Reinvest in Minnesota (RIM) Reserve est un programme d'État de servitudes de conservation créé par la loi Reinvest in Minnesota Resources Act de 1986 (Minn. Stat. §§103F.505-103F.531) et administré par le Conseil des ressources en eau et en sols du Minnesota (BWSR), mis en œuvre via les districts de conservation des sols et de l'eau des comtés. Les propriétaires reçoivent un paiement unique, calculé à partir de la valeur foncière moyenne du canton ou d'une part de la valeur imposable, en échange d'une servitude permanente ou de longue durée retirant de l'agriculture des terres marginales, des zones humides ou des prairies et restaurant une couverture de conservation. Le terrain reste propriété privée et continue d'être imposé.
Le financement provient principalement de l'Outdoor Heritage Fund et du Clean Water Fund, créés par l'amendement constitutionnel Clean Water, Land and Legacy de 2008, ainsi que du fonds fiduciaire pour l'environnement et les ressources naturelles, d'emprunts obligataires de l'État et de partenariats fédéraux tels que le Wetlands Reserve Program de l'USDA NRCS (fourni conjointement sous le nom RIM-WRP). Les bureaux de comté affiliés au BWSR font état d'un total cumulé de plus de 200 millions de dollars de fonds d'État ayant permis de sécuriser plus de 6 000 servitudes sur plus de 250 000 acres depuis le lancement du programme. Une tranche documentée, la Phase 1 du RIM-WRP (exercice 2010), a alloué 9 059 500 $ de l'Outdoor Heritage Fund, mobilisé plus de 12,6 millions de dollars de fonds fédéraux WRP, et versé 6,3 millions de dollars aux propriétaires pour protéger 7 276 acres (2 423 acres de zones humides et 4 853 acres de terres hautes) sur 63 servitudes entre juillet 2009 et juin 2012 — l'USDA a estimé que ces travaux avaient soutenu 343 emplois. Un profil de projet du BWSR pour un ensemble de servitudes de restauration de lac documente plus de deux tonnes de sédiments, 16 livres de phosphore et six millions de gallons de ruissellement annuel évités dans des lacs de la région — un exemple illustrant la logique de qualité de l'eau du programme, et non un total à l'échelle de l'État.

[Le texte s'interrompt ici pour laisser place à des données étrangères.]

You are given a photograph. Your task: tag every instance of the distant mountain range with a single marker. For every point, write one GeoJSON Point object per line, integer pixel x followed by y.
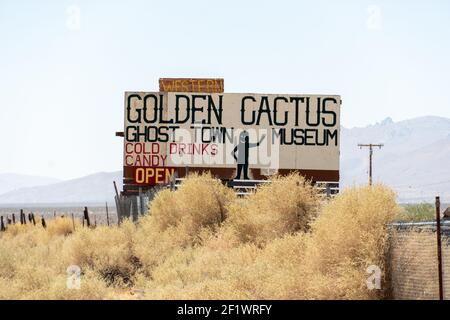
{"type": "Point", "coordinates": [415, 161]}
{"type": "Point", "coordinates": [95, 188]}
{"type": "Point", "coordinates": [12, 181]}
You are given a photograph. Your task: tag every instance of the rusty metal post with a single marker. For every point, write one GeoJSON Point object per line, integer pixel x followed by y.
{"type": "Point", "coordinates": [73, 222]}
{"type": "Point", "coordinates": [439, 248]}
{"type": "Point", "coordinates": [107, 214]}
{"type": "Point", "coordinates": [86, 217]}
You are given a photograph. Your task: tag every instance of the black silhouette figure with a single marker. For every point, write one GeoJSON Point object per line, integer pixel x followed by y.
{"type": "Point", "coordinates": [242, 154]}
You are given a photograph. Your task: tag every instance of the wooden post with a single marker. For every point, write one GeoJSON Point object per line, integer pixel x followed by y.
{"type": "Point", "coordinates": [73, 222]}
{"type": "Point", "coordinates": [2, 224]}
{"type": "Point", "coordinates": [439, 251]}
{"type": "Point", "coordinates": [118, 205]}
{"type": "Point", "coordinates": [86, 216]}
{"type": "Point", "coordinates": [23, 219]}
{"type": "Point", "coordinates": [107, 214]}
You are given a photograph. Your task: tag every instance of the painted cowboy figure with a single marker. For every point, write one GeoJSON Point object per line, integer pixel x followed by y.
{"type": "Point", "coordinates": [242, 150]}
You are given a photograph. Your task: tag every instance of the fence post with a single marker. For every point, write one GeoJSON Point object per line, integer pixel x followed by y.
{"type": "Point", "coordinates": [86, 216]}
{"type": "Point", "coordinates": [32, 218]}
{"type": "Point", "coordinates": [439, 252]}
{"type": "Point", "coordinates": [107, 214]}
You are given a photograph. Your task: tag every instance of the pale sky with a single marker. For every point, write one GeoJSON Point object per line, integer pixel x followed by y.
{"type": "Point", "coordinates": [64, 65]}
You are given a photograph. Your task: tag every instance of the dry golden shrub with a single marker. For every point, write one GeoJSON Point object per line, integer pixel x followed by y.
{"type": "Point", "coordinates": [177, 218]}
{"type": "Point", "coordinates": [60, 226]}
{"type": "Point", "coordinates": [349, 235]}
{"type": "Point", "coordinates": [285, 206]}
{"type": "Point", "coordinates": [108, 250]}
{"type": "Point", "coordinates": [200, 242]}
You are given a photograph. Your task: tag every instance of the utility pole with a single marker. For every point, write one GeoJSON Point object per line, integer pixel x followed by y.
{"type": "Point", "coordinates": [370, 146]}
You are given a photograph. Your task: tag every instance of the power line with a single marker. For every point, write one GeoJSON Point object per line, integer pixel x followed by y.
{"type": "Point", "coordinates": [370, 146]}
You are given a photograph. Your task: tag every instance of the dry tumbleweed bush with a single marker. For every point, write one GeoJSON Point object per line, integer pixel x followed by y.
{"type": "Point", "coordinates": [202, 242]}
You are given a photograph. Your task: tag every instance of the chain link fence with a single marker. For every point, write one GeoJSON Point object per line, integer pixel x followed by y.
{"type": "Point", "coordinates": [413, 260]}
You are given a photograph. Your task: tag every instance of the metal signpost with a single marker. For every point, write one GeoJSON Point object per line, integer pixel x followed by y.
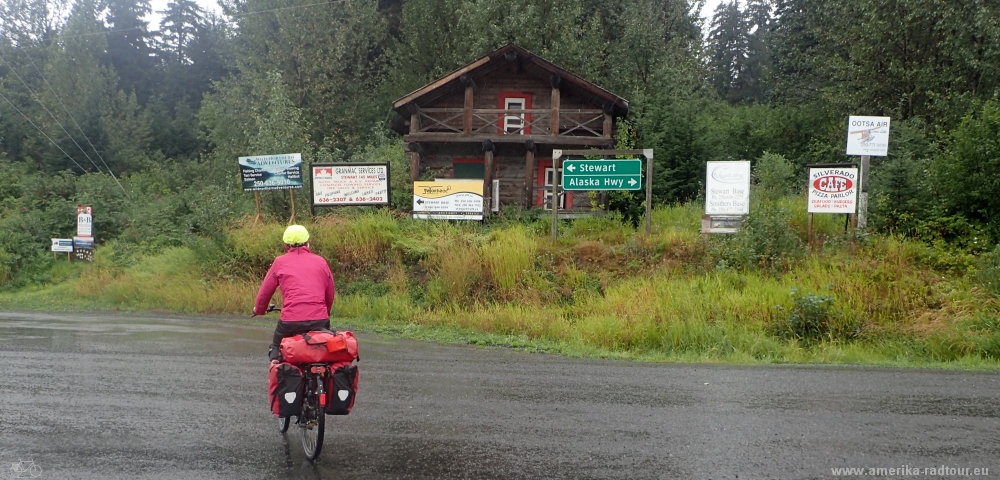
{"type": "Point", "coordinates": [342, 184]}
{"type": "Point", "coordinates": [727, 196]}
{"type": "Point", "coordinates": [618, 174]}
{"type": "Point", "coordinates": [602, 174]}
{"type": "Point", "coordinates": [866, 137]}
{"type": "Point", "coordinates": [271, 172]}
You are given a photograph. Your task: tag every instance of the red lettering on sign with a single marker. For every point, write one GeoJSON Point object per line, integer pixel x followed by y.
{"type": "Point", "coordinates": [833, 184]}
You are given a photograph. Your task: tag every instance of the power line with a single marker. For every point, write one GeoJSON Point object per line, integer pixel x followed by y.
{"type": "Point", "coordinates": [43, 133]}
{"type": "Point", "coordinates": [77, 125]}
{"type": "Point", "coordinates": [39, 100]}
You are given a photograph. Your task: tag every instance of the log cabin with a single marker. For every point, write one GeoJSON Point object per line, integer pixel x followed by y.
{"type": "Point", "coordinates": [499, 118]}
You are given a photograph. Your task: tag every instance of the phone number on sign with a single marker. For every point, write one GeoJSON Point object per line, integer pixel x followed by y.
{"type": "Point", "coordinates": [349, 199]}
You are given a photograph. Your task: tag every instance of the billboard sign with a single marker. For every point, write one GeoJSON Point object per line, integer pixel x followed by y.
{"type": "Point", "coordinates": [727, 188]}
{"type": "Point", "coordinates": [84, 221]}
{"type": "Point", "coordinates": [83, 248]}
{"type": "Point", "coordinates": [271, 172]}
{"type": "Point", "coordinates": [833, 190]}
{"type": "Point", "coordinates": [448, 200]}
{"type": "Point", "coordinates": [602, 174]}
{"type": "Point", "coordinates": [868, 136]}
{"type": "Point", "coordinates": [335, 184]}
{"type": "Point", "coordinates": [62, 245]}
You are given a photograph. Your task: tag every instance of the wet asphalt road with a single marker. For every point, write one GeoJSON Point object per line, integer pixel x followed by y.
{"type": "Point", "coordinates": [126, 396]}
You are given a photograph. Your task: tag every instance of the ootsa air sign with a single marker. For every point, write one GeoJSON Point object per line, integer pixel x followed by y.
{"type": "Point", "coordinates": [833, 190]}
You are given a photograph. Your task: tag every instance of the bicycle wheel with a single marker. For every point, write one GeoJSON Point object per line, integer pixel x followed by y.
{"type": "Point", "coordinates": [283, 423]}
{"type": "Point", "coordinates": [313, 421]}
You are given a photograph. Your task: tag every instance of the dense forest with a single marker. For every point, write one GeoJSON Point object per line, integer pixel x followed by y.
{"type": "Point", "coordinates": [144, 122]}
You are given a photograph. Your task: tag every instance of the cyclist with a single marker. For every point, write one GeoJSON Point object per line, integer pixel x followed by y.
{"type": "Point", "coordinates": [307, 289]}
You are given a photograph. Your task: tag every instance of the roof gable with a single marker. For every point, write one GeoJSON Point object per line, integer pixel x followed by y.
{"type": "Point", "coordinates": [500, 58]}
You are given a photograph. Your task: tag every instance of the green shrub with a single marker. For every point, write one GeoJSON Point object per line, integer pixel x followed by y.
{"type": "Point", "coordinates": [988, 271]}
{"type": "Point", "coordinates": [813, 318]}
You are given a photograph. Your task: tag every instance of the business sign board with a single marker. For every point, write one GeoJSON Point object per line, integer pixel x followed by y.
{"type": "Point", "coordinates": [833, 190]}
{"type": "Point", "coordinates": [83, 248]}
{"type": "Point", "coordinates": [868, 136]}
{"type": "Point", "coordinates": [335, 184]}
{"type": "Point", "coordinates": [602, 174]}
{"type": "Point", "coordinates": [62, 245]}
{"type": "Point", "coordinates": [727, 188]}
{"type": "Point", "coordinates": [448, 200]}
{"type": "Point", "coordinates": [84, 221]}
{"type": "Point", "coordinates": [271, 172]}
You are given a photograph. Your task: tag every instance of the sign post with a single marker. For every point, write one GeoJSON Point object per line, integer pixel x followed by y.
{"type": "Point", "coordinates": [727, 196]}
{"type": "Point", "coordinates": [617, 174]}
{"type": "Point", "coordinates": [833, 188]}
{"type": "Point", "coordinates": [271, 172]}
{"type": "Point", "coordinates": [83, 243]}
{"type": "Point", "coordinates": [866, 137]}
{"type": "Point", "coordinates": [602, 174]}
{"type": "Point", "coordinates": [345, 184]}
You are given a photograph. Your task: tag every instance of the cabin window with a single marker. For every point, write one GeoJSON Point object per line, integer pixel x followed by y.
{"type": "Point", "coordinates": [468, 168]}
{"type": "Point", "coordinates": [512, 122]}
{"type": "Point", "coordinates": [544, 197]}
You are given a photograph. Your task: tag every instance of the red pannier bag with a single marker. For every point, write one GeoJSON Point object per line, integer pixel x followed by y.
{"type": "Point", "coordinates": [284, 389]}
{"type": "Point", "coordinates": [321, 346]}
{"type": "Point", "coordinates": [341, 388]}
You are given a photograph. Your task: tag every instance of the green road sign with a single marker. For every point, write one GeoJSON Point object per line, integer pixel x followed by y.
{"type": "Point", "coordinates": [602, 174]}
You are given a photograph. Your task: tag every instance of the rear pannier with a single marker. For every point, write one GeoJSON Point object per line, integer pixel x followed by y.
{"type": "Point", "coordinates": [320, 347]}
{"type": "Point", "coordinates": [285, 387]}
{"type": "Point", "coordinates": [341, 388]}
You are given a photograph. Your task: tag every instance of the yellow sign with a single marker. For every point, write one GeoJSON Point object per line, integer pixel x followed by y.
{"type": "Point", "coordinates": [448, 200]}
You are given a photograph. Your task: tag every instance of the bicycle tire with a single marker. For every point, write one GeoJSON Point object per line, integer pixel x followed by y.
{"type": "Point", "coordinates": [283, 423]}
{"type": "Point", "coordinates": [313, 421]}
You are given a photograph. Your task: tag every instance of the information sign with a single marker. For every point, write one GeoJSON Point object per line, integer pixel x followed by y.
{"type": "Point", "coordinates": [84, 221]}
{"type": "Point", "coordinates": [448, 200]}
{"type": "Point", "coordinates": [833, 190]}
{"type": "Point", "coordinates": [727, 188]}
{"type": "Point", "coordinates": [336, 184]}
{"type": "Point", "coordinates": [602, 174]}
{"type": "Point", "coordinates": [868, 136]}
{"type": "Point", "coordinates": [271, 172]}
{"type": "Point", "coordinates": [62, 245]}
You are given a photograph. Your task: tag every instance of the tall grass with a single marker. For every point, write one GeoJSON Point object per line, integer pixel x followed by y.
{"type": "Point", "coordinates": [604, 286]}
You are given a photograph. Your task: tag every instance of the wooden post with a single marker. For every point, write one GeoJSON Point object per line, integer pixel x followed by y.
{"type": "Point", "coordinates": [809, 229]}
{"type": "Point", "coordinates": [256, 199]}
{"type": "Point", "coordinates": [556, 101]}
{"type": "Point", "coordinates": [648, 153]}
{"type": "Point", "coordinates": [556, 165]}
{"type": "Point", "coordinates": [467, 117]}
{"type": "Point", "coordinates": [488, 182]}
{"type": "Point", "coordinates": [529, 178]}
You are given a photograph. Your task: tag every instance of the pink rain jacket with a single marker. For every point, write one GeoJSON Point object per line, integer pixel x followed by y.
{"type": "Point", "coordinates": [306, 284]}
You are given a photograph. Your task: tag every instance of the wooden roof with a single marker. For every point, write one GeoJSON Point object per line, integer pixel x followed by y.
{"type": "Point", "coordinates": [499, 58]}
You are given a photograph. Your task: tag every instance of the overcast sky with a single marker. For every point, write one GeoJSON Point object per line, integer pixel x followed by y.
{"type": "Point", "coordinates": [212, 6]}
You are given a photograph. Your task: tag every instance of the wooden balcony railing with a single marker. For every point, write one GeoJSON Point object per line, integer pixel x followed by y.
{"type": "Point", "coordinates": [571, 123]}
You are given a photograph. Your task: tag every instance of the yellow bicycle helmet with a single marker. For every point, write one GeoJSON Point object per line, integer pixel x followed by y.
{"type": "Point", "coordinates": [295, 235]}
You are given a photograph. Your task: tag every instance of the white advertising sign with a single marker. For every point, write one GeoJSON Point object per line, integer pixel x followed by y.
{"type": "Point", "coordinates": [350, 184]}
{"type": "Point", "coordinates": [833, 190]}
{"type": "Point", "coordinates": [84, 221]}
{"type": "Point", "coordinates": [448, 200]}
{"type": "Point", "coordinates": [62, 245]}
{"type": "Point", "coordinates": [868, 136]}
{"type": "Point", "coordinates": [727, 188]}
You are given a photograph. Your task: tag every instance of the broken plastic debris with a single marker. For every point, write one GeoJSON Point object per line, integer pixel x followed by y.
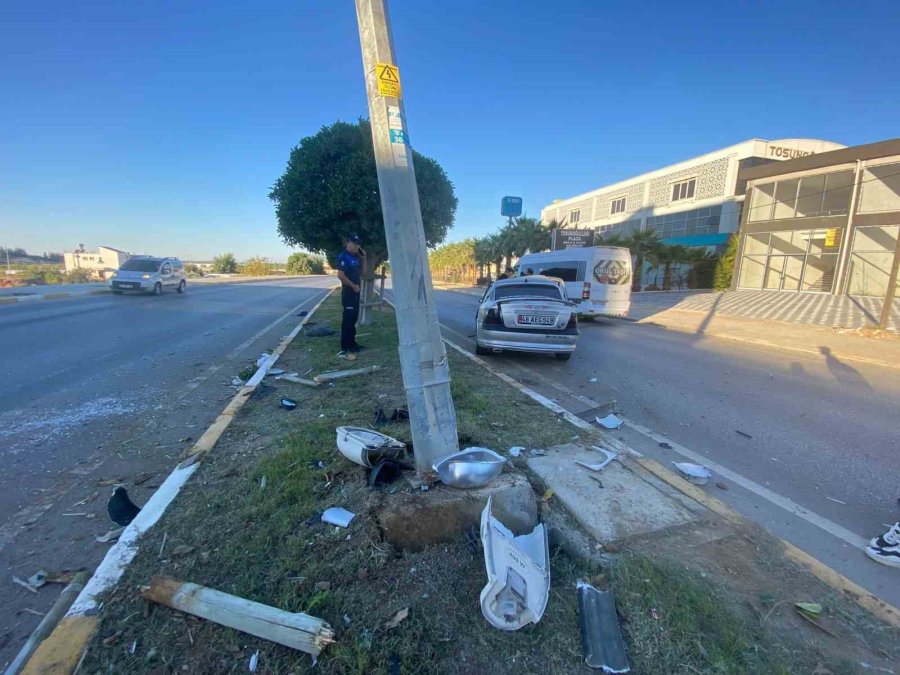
{"type": "Point", "coordinates": [367, 447]}
{"type": "Point", "coordinates": [38, 579]}
{"type": "Point", "coordinates": [112, 535]}
{"type": "Point", "coordinates": [610, 422]}
{"type": "Point", "coordinates": [610, 456]}
{"type": "Point", "coordinates": [694, 473]}
{"type": "Point", "coordinates": [518, 570]}
{"type": "Point", "coordinates": [337, 516]}
{"type": "Point", "coordinates": [600, 632]}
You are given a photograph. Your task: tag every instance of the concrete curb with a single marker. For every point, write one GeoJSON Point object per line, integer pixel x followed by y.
{"type": "Point", "coordinates": [65, 646]}
{"type": "Point", "coordinates": [868, 601]}
{"type": "Point", "coordinates": [76, 295]}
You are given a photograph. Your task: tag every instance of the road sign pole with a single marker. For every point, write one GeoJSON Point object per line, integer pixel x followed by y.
{"type": "Point", "coordinates": [423, 357]}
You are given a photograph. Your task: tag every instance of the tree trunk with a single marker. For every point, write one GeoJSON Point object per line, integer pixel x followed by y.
{"type": "Point", "coordinates": [636, 274]}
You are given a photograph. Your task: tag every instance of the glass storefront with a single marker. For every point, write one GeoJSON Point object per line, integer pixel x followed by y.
{"type": "Point", "coordinates": [871, 260]}
{"type": "Point", "coordinates": [794, 260]}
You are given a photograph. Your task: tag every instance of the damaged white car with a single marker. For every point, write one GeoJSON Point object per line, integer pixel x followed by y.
{"type": "Point", "coordinates": [527, 314]}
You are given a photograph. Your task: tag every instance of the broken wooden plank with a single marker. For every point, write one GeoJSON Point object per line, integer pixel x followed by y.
{"type": "Point", "coordinates": [296, 379]}
{"type": "Point", "coordinates": [341, 374]}
{"type": "Point", "coordinates": [295, 630]}
{"type": "Point", "coordinates": [48, 623]}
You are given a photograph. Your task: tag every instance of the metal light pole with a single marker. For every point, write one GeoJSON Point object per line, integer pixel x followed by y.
{"type": "Point", "coordinates": [423, 358]}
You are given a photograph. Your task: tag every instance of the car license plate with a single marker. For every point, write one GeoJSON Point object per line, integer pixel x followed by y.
{"type": "Point", "coordinates": [535, 320]}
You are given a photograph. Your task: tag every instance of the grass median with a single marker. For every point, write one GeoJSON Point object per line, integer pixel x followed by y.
{"type": "Point", "coordinates": [245, 525]}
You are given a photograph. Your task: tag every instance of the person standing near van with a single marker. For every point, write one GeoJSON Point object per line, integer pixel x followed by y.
{"type": "Point", "coordinates": [349, 264]}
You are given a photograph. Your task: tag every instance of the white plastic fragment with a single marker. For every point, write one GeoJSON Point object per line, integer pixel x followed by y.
{"type": "Point", "coordinates": [610, 422]}
{"type": "Point", "coordinates": [518, 570]}
{"type": "Point", "coordinates": [694, 473]}
{"type": "Point", "coordinates": [337, 516]}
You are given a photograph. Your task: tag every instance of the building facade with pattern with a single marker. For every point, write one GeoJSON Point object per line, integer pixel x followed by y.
{"type": "Point", "coordinates": [697, 202]}
{"type": "Point", "coordinates": [827, 223]}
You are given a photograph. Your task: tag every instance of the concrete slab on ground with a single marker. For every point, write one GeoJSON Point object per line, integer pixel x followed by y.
{"type": "Point", "coordinates": [628, 505]}
{"type": "Point", "coordinates": [412, 521]}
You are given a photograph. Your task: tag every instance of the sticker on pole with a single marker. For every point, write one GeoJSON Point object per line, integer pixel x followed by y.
{"type": "Point", "coordinates": [388, 77]}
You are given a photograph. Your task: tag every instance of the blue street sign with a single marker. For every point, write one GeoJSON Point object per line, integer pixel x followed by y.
{"type": "Point", "coordinates": [511, 207]}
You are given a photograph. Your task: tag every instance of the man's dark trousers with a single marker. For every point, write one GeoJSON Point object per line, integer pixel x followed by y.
{"type": "Point", "coordinates": [350, 301]}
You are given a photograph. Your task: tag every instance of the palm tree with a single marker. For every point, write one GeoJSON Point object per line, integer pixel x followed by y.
{"type": "Point", "coordinates": [642, 244]}
{"type": "Point", "coordinates": [668, 257]}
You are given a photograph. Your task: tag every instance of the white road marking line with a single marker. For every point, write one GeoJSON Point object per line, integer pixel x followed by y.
{"type": "Point", "coordinates": [253, 338]}
{"type": "Point", "coordinates": [829, 526]}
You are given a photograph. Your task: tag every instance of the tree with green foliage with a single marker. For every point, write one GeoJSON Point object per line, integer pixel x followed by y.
{"type": "Point", "coordinates": [224, 264]}
{"type": "Point", "coordinates": [330, 190]}
{"type": "Point", "coordinates": [304, 263]}
{"type": "Point", "coordinates": [722, 277]}
{"type": "Point", "coordinates": [642, 244]}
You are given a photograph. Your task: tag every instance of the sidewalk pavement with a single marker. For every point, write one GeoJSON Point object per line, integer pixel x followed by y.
{"type": "Point", "coordinates": [830, 311]}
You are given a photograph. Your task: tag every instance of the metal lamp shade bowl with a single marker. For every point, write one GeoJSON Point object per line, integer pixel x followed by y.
{"type": "Point", "coordinates": [470, 468]}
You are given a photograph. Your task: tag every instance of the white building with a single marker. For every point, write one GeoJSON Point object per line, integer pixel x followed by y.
{"type": "Point", "coordinates": [100, 263]}
{"type": "Point", "coordinates": [696, 202]}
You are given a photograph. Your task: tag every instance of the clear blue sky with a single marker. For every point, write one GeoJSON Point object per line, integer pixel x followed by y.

Le RIM présente de réelles limites. Une chronique de la presse agricole (Agweek) affirme que ses servitudes permanentes lient les futurs propriétaires, qui n'ont reçu aucune compensation, retirant parfois définitivement de la production des terres à haut rendement, sans mécanisme de réévaluation au-delà de la fenêtre d'impact initiale de 15 à 20 ans. La tranche RIM-WRP Phase 1 elle-même a restitué 1,14 million de dollars non dépensés, signe de frictions dans l'inscription. Aucune évaluation indépendante et revue par les pairs des résultats hydrologiques ou fauniques à l'échelle de l'État n'a été trouvée — la base de preuves du programme reste descriptive et autodéclarée, non contrefactuelle.